Fasting is a form of body cleansing treatment in which food and water are limited. The logic of fasting emphasizes control over your habits. Hunger, more than anything else, is a motivated state of mind. Because hunger functions outside of consciousness, it is difficult to manage. This could explain why obesity is such a difficult issue.

Take note that hunger is a process that is constantly present, always running in the background, and very rarely comes to the fore. It’s more of a feeling. When it gradually rises or falls, even when it is unconscious, it affects our decisions.

This article will guide you on how to lessen the effects of being hungry during intermittent fasting. Let’s dive into the several ways you can do to manage it:

Intermittent Fasting

Intermittent fasting is a type of eating habit that is rapidly gaining popularity and is quickly becoming a favorable way to lose weight. Intermittent fasting, as the name implies, is an eating regimen in which you fast for a specified period of time during the day.

This is usually between 16 and 20 consecutive hours. You eat in between the other 4-8 hours of the day. You can eat and drink low-calorie or no-calorie foods while fasting. The more time you spend fasting each day, the better your results will be.

Hungry During Intermittent Fasting

You’ve heard powerful testimonies and done extensive research on the benefits of intermittent fasting. You are certain that this is a fantastic approach to boost your general health and well-being. However, one roadblock stands in your way: hunger pangs.

Hunger is unavoidable during intermittent fasting, and you might expect it to be even greater during genuine fasting. This, however, is not always the case. People are unaware that hunger lasts approximately 20 minutes since they do not wait to find out.

Some people never experience true hunger because their appetite leads them to eat and be full all of the time. True hunger is caused by the bodily need to eat, which causes stomach grumbling and discomfort. It is natural to experience hunger during fasting and it’s normal to imagine your next meal while doing so– though both make it a lot more challenging. The good thing is that hunger is a conditioned stimulus-response that can be trained1.

Causes Of Hunger

Appetite is defined as the desire to eat that is fuelled by hunger hormones, senses, or emotions. When you are hungry, your appetite sends signals to your brain, but not all of these signals are beneficial to you. Even after you’ve eaten, the sight of great food may cause your body to crave it.

So, what causes hunger? Hunger is caused by the hormone ghrelin. When your body anticipates a meal, it secretes ghrelin. Ghrelin is mostly released by the stomach, although minor amounts are also released by the pancreas and small intestine.

When the hunger hormone is released into the bloodstream, it operates on the hypothalamus, which is positioned behind the eyes and beneath the midline of the brain. This makes a person feel the urge to eat.
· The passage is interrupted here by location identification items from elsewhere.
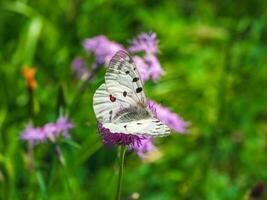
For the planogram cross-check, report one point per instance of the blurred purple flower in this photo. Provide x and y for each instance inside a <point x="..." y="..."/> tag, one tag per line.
<point x="172" y="120"/>
<point x="79" y="68"/>
<point x="154" y="68"/>
<point x="144" y="147"/>
<point x="103" y="49"/>
<point x="257" y="191"/>
<point x="32" y="134"/>
<point x="49" y="131"/>
<point x="146" y="42"/>
<point x="64" y="125"/>
<point x="111" y="139"/>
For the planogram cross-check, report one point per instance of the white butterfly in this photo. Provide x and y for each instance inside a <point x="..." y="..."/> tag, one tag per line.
<point x="120" y="103"/>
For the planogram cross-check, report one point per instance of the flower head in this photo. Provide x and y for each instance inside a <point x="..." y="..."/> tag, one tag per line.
<point x="144" y="147"/>
<point x="29" y="75"/>
<point x="172" y="120"/>
<point x="103" y="48"/>
<point x="32" y="134"/>
<point x="64" y="125"/>
<point x="146" y="42"/>
<point x="50" y="131"/>
<point x="79" y="68"/>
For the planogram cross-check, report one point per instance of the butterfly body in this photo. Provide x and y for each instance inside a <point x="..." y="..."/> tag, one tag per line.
<point x="120" y="103"/>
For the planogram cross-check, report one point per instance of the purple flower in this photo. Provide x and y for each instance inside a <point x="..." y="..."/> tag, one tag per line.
<point x="146" y="42"/>
<point x="169" y="118"/>
<point x="111" y="139"/>
<point x="79" y="68"/>
<point x="103" y="49"/>
<point x="50" y="131"/>
<point x="64" y="125"/>
<point x="144" y="147"/>
<point x="32" y="134"/>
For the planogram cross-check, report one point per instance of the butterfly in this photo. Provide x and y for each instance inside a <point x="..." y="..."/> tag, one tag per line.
<point x="120" y="103"/>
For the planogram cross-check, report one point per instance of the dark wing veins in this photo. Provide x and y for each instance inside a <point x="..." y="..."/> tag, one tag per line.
<point x="131" y="114"/>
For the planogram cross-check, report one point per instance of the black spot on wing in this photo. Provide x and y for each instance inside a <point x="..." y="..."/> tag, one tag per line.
<point x="139" y="90"/>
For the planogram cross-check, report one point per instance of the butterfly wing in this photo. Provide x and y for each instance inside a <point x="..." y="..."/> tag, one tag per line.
<point x="105" y="105"/>
<point x="120" y="103"/>
<point x="123" y="80"/>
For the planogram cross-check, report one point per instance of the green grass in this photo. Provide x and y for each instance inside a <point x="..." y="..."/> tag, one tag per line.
<point x="214" y="55"/>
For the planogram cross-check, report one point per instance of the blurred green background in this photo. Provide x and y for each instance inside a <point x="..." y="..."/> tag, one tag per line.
<point x="215" y="56"/>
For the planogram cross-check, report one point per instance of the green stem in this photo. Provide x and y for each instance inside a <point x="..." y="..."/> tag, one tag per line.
<point x="122" y="155"/>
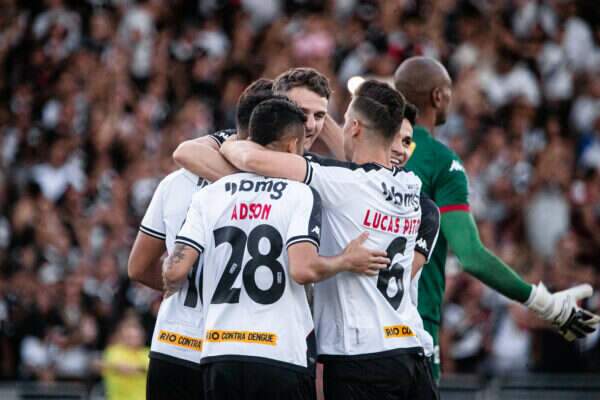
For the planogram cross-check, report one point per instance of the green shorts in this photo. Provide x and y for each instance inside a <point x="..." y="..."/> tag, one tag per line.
<point x="434" y="331"/>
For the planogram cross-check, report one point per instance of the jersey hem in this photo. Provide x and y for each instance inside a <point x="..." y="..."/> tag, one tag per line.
<point x="174" y="360"/>
<point x="370" y="356"/>
<point x="151" y="232"/>
<point x="300" y="239"/>
<point x="189" y="242"/>
<point x="432" y="320"/>
<point x="259" y="360"/>
<point x="454" y="207"/>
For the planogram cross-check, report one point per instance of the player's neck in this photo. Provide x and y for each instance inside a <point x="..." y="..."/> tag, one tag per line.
<point x="372" y="155"/>
<point x="427" y="120"/>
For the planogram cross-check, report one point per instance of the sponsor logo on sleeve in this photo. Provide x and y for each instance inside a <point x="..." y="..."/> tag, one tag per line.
<point x="176" y="339"/>
<point x="456" y="166"/>
<point x="397" y="331"/>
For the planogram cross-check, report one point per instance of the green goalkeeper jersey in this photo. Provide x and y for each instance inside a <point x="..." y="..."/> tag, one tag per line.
<point x="444" y="181"/>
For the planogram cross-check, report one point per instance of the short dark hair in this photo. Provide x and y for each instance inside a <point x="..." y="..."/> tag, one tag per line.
<point x="257" y="92"/>
<point x="273" y="118"/>
<point x="410" y="113"/>
<point x="308" y="78"/>
<point x="381" y="105"/>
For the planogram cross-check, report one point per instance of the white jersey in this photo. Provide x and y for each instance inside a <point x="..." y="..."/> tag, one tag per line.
<point x="178" y="330"/>
<point x="359" y="314"/>
<point x="254" y="310"/>
<point x="177" y="334"/>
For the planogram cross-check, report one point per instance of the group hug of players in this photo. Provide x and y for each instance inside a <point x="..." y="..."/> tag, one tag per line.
<point x="289" y="258"/>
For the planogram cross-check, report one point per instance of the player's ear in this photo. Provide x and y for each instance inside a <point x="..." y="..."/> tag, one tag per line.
<point x="437" y="97"/>
<point x="291" y="144"/>
<point x="356" y="128"/>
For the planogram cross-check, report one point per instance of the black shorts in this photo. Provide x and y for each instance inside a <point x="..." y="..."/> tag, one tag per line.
<point x="398" y="377"/>
<point x="171" y="380"/>
<point x="237" y="380"/>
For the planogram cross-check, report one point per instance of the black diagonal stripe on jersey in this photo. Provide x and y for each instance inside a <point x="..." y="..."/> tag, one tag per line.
<point x="308" y="176"/>
<point x="189" y="242"/>
<point x="152" y="232"/>
<point x="300" y="239"/>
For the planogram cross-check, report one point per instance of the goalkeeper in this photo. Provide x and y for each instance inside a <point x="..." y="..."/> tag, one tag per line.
<point x="426" y="83"/>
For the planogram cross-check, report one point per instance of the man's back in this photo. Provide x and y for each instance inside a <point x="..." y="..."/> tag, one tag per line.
<point x="357" y="315"/>
<point x="179" y="315"/>
<point x="254" y="310"/>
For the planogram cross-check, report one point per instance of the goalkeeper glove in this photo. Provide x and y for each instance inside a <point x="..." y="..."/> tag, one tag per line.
<point x="561" y="309"/>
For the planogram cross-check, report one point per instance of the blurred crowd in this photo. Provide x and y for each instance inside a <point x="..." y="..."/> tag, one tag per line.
<point x="95" y="95"/>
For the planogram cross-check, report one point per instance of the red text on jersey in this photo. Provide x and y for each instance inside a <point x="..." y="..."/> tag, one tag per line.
<point x="391" y="223"/>
<point x="251" y="211"/>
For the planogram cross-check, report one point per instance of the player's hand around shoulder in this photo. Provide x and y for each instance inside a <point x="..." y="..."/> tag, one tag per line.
<point x="362" y="260"/>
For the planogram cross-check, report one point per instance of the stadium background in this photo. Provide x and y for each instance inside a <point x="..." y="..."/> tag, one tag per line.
<point x="96" y="94"/>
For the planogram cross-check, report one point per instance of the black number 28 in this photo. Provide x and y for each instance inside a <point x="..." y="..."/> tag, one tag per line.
<point x="397" y="246"/>
<point x="225" y="293"/>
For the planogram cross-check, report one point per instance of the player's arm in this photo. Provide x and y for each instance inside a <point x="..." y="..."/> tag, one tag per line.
<point x="306" y="266"/>
<point x="428" y="233"/>
<point x="333" y="137"/>
<point x="189" y="245"/>
<point x="201" y="156"/>
<point x="177" y="266"/>
<point x="144" y="260"/>
<point x="246" y="155"/>
<point x="560" y="308"/>
<point x="459" y="228"/>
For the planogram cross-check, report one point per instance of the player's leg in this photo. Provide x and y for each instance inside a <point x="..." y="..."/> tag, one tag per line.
<point x="434" y="360"/>
<point x="424" y="386"/>
<point x="264" y="381"/>
<point x="382" y="379"/>
<point x="167" y="380"/>
<point x="223" y="381"/>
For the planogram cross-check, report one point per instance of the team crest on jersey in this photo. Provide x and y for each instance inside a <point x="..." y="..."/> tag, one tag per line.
<point x="400" y="199"/>
<point x="316" y="231"/>
<point x="456" y="166"/>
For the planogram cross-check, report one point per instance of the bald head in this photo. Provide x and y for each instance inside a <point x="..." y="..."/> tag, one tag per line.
<point x="425" y="83"/>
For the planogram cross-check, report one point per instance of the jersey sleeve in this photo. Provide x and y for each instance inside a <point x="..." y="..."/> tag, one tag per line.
<point x="192" y="232"/>
<point x="153" y="223"/>
<point x="333" y="180"/>
<point x="429" y="228"/>
<point x="452" y="190"/>
<point x="305" y="223"/>
<point x="221" y="136"/>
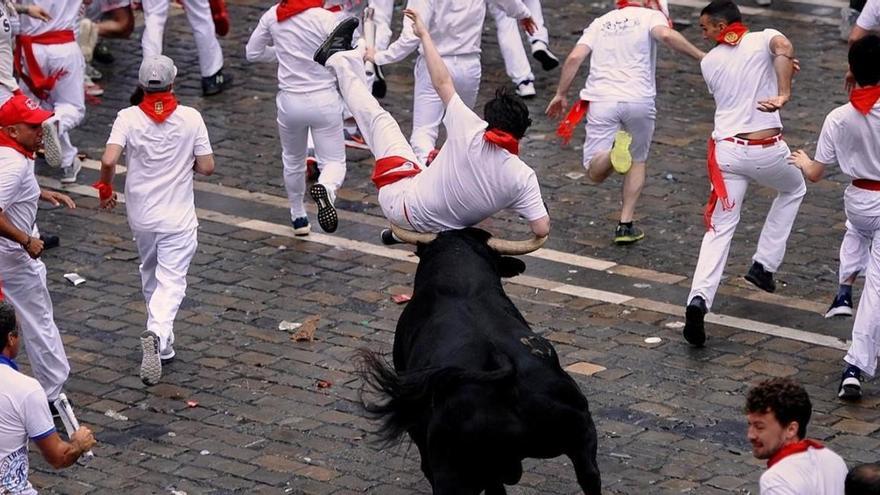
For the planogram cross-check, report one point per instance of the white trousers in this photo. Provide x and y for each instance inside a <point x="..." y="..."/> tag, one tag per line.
<point x="428" y="108"/>
<point x="321" y="113"/>
<point x="739" y="164"/>
<point x="67" y="98"/>
<point x="198" y="13"/>
<point x="165" y="259"/>
<point x="864" y="349"/>
<point x="24" y="285"/>
<point x="855" y="251"/>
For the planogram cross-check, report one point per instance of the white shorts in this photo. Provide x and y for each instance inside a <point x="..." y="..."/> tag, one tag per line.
<point x="605" y="118"/>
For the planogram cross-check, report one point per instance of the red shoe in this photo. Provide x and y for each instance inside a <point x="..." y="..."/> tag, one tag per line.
<point x="221" y="17"/>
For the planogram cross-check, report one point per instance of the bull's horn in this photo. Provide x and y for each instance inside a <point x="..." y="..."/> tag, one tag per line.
<point x="503" y="246"/>
<point x="410" y="237"/>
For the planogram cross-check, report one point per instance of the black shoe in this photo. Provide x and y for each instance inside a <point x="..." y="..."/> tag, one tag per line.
<point x="215" y="84"/>
<point x="339" y="40"/>
<point x="327" y="218"/>
<point x="50" y="241"/>
<point x="761" y="278"/>
<point x="694" y="329"/>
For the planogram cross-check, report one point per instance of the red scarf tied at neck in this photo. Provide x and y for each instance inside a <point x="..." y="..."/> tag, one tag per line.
<point x="793" y="448"/>
<point x="159" y="106"/>
<point x="732" y="34"/>
<point x="290" y="8"/>
<point x="502" y="139"/>
<point x="865" y="98"/>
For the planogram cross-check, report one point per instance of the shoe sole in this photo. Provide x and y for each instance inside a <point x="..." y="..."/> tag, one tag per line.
<point x="327" y="218"/>
<point x="621" y="159"/>
<point x="151" y="364"/>
<point x="695" y="326"/>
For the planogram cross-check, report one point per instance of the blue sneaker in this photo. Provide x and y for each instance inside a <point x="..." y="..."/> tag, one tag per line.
<point x="301" y="226"/>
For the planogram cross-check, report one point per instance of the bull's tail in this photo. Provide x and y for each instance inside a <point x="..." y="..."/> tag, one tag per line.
<point x="410" y="393"/>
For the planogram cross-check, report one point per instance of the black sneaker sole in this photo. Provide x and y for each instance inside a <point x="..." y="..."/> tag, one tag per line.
<point x="694" y="327"/>
<point x="327" y="218"/>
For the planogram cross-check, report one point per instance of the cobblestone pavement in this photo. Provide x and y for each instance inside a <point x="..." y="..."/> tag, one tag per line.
<point x="246" y="409"/>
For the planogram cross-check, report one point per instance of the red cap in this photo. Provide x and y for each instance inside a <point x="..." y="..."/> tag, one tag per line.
<point x="21" y="109"/>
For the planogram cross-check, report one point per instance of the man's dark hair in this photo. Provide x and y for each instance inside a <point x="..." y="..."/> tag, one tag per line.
<point x="7" y="323"/>
<point x="722" y="10"/>
<point x="864" y="60"/>
<point x="785" y="398"/>
<point x="508" y="113"/>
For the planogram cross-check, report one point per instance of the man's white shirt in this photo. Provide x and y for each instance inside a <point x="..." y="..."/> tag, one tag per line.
<point x="293" y="43"/>
<point x="160" y="160"/>
<point x="623" y="56"/>
<point x="471" y="179"/>
<point x="738" y="77"/>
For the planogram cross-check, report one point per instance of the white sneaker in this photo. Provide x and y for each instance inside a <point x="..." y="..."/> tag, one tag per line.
<point x="526" y="89"/>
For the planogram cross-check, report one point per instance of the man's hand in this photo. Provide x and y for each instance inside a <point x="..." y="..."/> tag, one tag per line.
<point x="419" y="28"/>
<point x="57" y="199"/>
<point x="528" y="25"/>
<point x="771" y="105"/>
<point x="557" y="106"/>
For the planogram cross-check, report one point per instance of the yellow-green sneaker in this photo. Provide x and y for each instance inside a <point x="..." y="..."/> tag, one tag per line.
<point x="621" y="159"/>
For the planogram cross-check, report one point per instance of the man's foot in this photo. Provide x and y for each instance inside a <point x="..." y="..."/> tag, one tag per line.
<point x="151" y="363"/>
<point x="627" y="233"/>
<point x="841" y="306"/>
<point x="694" y="328"/>
<point x="339" y="40"/>
<point x="327" y="218"/>
<point x="354" y="139"/>
<point x="621" y="159"/>
<point x="761" y="278"/>
<point x="52" y="142"/>
<point x="216" y="84"/>
<point x="301" y="226"/>
<point x="542" y="54"/>
<point x="850" y="384"/>
<point x="69" y="174"/>
<point x="526" y="89"/>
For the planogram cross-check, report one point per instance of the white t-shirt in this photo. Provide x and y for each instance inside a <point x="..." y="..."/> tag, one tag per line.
<point x="738" y="77"/>
<point x="869" y="19"/>
<point x="24" y="414"/>
<point x="19" y="192"/>
<point x="294" y="42"/>
<point x="471" y="179"/>
<point x="814" y="472"/>
<point x="160" y="159"/>
<point x="623" y="55"/>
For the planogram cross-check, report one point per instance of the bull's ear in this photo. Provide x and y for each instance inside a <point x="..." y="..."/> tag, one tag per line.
<point x="510" y="267"/>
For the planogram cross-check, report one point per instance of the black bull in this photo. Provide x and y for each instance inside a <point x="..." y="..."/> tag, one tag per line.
<point x="474" y="387"/>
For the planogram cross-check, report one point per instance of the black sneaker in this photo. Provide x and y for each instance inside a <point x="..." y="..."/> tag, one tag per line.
<point x="850" y="387"/>
<point x="339" y="40"/>
<point x="215" y="84"/>
<point x="327" y="218"/>
<point x="694" y="329"/>
<point x="627" y="234"/>
<point x="761" y="278"/>
<point x="841" y="306"/>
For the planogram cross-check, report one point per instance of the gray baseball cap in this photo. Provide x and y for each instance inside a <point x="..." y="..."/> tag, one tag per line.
<point x="157" y="72"/>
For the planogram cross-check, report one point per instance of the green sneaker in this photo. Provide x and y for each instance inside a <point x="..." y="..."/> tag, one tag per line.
<point x="627" y="234"/>
<point x="621" y="159"/>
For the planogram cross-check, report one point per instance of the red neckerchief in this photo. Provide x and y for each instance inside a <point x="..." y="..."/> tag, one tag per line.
<point x="8" y="142"/>
<point x="502" y="139"/>
<point x="289" y="8"/>
<point x="732" y="34"/>
<point x="793" y="448"/>
<point x="159" y="106"/>
<point x="576" y="114"/>
<point x="865" y="98"/>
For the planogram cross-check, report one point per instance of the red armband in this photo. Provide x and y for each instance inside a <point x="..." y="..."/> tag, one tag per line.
<point x="105" y="190"/>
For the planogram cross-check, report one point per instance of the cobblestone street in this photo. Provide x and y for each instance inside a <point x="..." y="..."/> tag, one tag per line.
<point x="245" y="408"/>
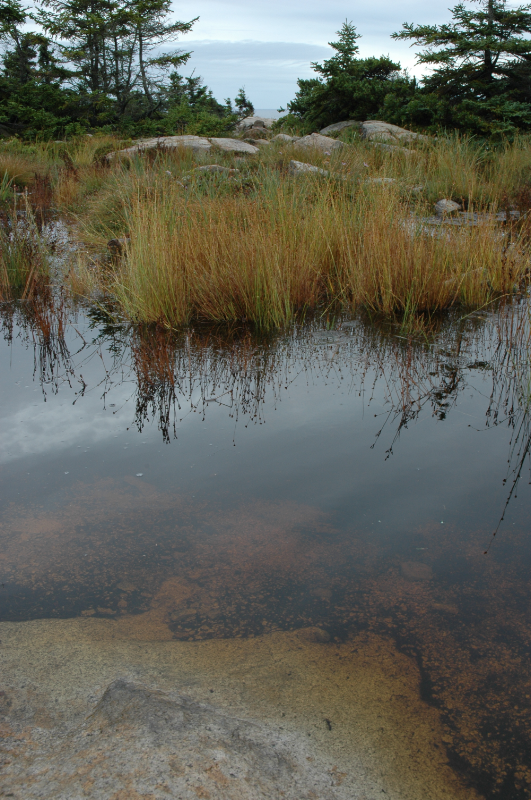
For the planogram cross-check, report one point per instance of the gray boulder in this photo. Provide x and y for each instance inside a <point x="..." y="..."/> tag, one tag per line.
<point x="374" y="130"/>
<point x="324" y="143"/>
<point x="234" y="146"/>
<point x="196" y="143"/>
<point x="283" y="137"/>
<point x="254" y="122"/>
<point x="340" y="126"/>
<point x="446" y="207"/>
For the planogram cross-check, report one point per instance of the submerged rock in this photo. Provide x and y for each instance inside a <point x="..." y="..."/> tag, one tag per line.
<point x="284" y="137"/>
<point x="446" y="207"/>
<point x="416" y="571"/>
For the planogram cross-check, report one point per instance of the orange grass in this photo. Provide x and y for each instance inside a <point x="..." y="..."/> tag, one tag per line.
<point x="302" y="245"/>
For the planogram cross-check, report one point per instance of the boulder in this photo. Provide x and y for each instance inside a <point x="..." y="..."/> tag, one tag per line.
<point x="300" y="168"/>
<point x="416" y="571"/>
<point x="374" y="130"/>
<point x="254" y="133"/>
<point x="340" y="126"/>
<point x="393" y="148"/>
<point x="314" y="634"/>
<point x="446" y="207"/>
<point x="234" y="146"/>
<point x="196" y="143"/>
<point x="321" y="142"/>
<point x="254" y="122"/>
<point x="284" y="138"/>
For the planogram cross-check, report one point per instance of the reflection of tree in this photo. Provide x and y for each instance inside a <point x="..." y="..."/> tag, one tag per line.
<point x="510" y="400"/>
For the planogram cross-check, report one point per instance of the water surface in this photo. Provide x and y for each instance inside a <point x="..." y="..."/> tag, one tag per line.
<point x="219" y="485"/>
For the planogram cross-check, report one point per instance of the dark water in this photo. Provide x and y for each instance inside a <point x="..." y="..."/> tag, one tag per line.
<point x="347" y="478"/>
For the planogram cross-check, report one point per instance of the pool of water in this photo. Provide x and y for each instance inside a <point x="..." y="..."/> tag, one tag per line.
<point x="339" y="479"/>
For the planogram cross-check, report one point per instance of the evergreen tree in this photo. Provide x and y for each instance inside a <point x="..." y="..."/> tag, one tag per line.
<point x="482" y="59"/>
<point x="348" y="87"/>
<point x="108" y="44"/>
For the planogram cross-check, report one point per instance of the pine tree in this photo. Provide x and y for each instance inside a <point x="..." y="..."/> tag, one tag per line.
<point x="348" y="87"/>
<point x="482" y="61"/>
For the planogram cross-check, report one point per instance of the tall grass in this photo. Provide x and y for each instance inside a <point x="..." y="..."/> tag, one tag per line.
<point x="24" y="256"/>
<point x="294" y="246"/>
<point x="265" y="247"/>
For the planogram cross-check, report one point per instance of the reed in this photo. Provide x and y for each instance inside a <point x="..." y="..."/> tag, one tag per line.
<point x="24" y="256"/>
<point x="299" y="245"/>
The hormone influences food intake by up to 30%1.

Ways To Fight Hunger While Fasting

When you start intermittent fasting, the body does not expect the change because it is accustomed to regular meals. The brain’s reward system is linked to the desire to eat. You feel hunger not only on a physical level but also on a psychological level.

Controlling your appetite aids in strengthening your fasting. Fortunately, there are several methods you can use to combat hunger when fasting1.

1. Consume a low-carb, high-fat diet.

When and what you eat are equally significant. Remember that intermittent fasting is not a license to eat bad food. Rather, use it to optimize your nutrition and wellness.

In between fasts, it is recommended to eat high-quality, low-carbohydrate, high-fat, moderate-protein meals. This will help to stabilize blood glucose, enhance satiety, and make fasting run more smoothly.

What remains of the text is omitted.